Postmenopausal women were treated with a GnRH agonist (leuprolide acetate, 7.5 mg im every 28 d; n = 21) or placebo injections (control; n = 20). Both groups received the aromatase inhibitor, letrozole, 2.5 mg/d, to eliminate variations in endogenous estrogen levels as a confounder.

MAIN OUTCOME MEASURES

Serum FSH and bone resorption markers [serum C-terminal telopeptide of type I collagen (CTX) and tartrate-resistant acid phosphatase 5b (TRAP5b)] at d 105 (3.5 months) of treatment as compared with baseline.

RESULTS

Compared with baseline, serum FSH levels did not change significantly in controls (+6%) but were reduced (-86%, into the premenopausal range) in the GnRH group. Due to the aromatase inhibitor-induced reduction in estrogen production, serum CTX and TRAP5b levels increased significantly in controls (+20 and +10%, respectively).
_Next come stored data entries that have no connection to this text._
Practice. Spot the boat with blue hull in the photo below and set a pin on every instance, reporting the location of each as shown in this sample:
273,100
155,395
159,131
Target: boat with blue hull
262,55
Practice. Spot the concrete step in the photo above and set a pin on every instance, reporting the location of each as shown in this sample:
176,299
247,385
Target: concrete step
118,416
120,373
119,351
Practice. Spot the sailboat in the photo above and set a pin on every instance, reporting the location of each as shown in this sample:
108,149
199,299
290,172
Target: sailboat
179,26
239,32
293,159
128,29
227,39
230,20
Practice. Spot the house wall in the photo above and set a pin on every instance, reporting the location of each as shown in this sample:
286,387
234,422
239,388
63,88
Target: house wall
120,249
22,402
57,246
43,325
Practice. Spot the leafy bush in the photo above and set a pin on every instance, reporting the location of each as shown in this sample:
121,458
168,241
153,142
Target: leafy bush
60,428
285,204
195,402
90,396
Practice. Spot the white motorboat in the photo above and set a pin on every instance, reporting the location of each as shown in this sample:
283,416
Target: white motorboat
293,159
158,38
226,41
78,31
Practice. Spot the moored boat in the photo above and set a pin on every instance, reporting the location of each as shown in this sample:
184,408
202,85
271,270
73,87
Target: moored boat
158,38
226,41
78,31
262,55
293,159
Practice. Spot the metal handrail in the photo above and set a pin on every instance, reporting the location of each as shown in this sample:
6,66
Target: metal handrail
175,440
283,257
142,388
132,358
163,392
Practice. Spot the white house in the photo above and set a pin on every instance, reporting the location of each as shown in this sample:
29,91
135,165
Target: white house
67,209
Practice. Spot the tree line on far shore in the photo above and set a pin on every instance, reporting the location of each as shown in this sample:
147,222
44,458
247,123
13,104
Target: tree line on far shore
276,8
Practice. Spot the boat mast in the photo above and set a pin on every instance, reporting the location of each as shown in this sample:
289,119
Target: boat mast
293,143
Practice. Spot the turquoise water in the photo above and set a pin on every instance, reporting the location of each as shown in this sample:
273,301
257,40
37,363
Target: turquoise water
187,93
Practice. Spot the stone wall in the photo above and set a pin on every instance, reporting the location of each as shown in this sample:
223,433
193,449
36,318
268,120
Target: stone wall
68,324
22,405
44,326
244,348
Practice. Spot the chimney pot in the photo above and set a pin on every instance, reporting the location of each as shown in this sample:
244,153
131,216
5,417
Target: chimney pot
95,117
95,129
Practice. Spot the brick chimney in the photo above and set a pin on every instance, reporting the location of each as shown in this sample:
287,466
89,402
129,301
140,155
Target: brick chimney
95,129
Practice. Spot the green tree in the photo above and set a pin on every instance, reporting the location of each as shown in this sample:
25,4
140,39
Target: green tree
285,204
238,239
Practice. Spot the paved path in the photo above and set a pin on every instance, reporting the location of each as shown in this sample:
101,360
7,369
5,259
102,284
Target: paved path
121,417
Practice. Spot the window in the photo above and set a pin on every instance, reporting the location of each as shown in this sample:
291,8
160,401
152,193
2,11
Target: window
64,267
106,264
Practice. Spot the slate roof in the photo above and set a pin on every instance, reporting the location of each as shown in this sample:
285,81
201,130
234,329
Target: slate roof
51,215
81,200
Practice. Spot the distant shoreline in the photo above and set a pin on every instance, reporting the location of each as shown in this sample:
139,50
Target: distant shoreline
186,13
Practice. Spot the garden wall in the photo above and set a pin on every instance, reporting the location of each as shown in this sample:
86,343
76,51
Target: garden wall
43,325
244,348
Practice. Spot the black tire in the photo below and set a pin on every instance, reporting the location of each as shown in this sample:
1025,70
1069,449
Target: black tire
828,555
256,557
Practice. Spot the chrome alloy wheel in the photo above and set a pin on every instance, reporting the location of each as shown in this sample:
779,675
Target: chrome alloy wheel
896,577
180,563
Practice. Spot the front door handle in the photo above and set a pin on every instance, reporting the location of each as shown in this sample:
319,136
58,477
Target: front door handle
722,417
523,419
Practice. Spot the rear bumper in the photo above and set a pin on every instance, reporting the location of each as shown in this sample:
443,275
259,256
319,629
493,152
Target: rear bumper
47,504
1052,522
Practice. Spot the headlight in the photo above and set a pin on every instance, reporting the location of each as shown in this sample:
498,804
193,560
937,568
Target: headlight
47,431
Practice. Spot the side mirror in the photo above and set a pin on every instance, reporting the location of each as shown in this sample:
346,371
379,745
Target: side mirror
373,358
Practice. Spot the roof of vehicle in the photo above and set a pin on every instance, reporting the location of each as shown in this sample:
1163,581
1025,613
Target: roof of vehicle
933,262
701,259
In the GnRH group, suppression of FSH secretion did not reduce serum CTX or TRAP5b levels; rather, both markers also increased in these women (+34 and +15%, respectively; P = 0.161 and 0.266 for comparison of percent changes between groups).

CONCLUSIONS

This direct interventional study demonstrates that FSH does not regulate bone resorption in postmenopausal women.

摘要

背景

最近有人提出,绝经后骨吸收的增加可能不是主要由于雌激素缺乏,而是由于循环 FSH 水平的同时升高。

目的

本研究旨在检验绝经后妇女 FSH 分泌抑制是否降低骨吸收标志物水平。

设计

这是一项前瞻性研究。

地点

研究在临床研究单位进行。

参与者和干预措施

绝经后妇女接受 GnRH 激动剂(亮丙瑞林醋酸酯,每 28 天肌内注射 7.5 mg;n = 21)或安慰剂注射(对照组;n = 20)治疗。两组均接受芳香化酶抑制剂来曲唑,每天 2.5 mg,以消除内源性雌激素水平变化作为混杂因素。

主要观察指标

与基线相比,治疗第 105 天(3.5 个月)时血清 FSH 和骨吸收标志物[血清Ⅰ型胶原 C 端肽(CTX)和抗酒石酸酸性磷酸酶 5b(TRAP5b)]。

结果

与基线相比,对照组的血清 FSH 水平无显著变化(+6%),但 GnRH 组显著降低(-86%,降至绝经前范围)。由于芳香化酶抑制剂诱导的雌激素产生减少,对照组的血清 CTX 和 TRAP5b 水平显著升高(分别增加 20%和 10%)。在 GnRH 组,FSH 分泌抑制并未降低血清 CTX 或 TRAP5b 水平;相反,这两组妇女的这两种标志物也增加(分别增加 34%和 15%;组间百分比变化比较的 P 值分别为 0.161 和 0.266)。

结论

这项直接干预研究表明,FSH 不调节绝经后妇女的骨吸收。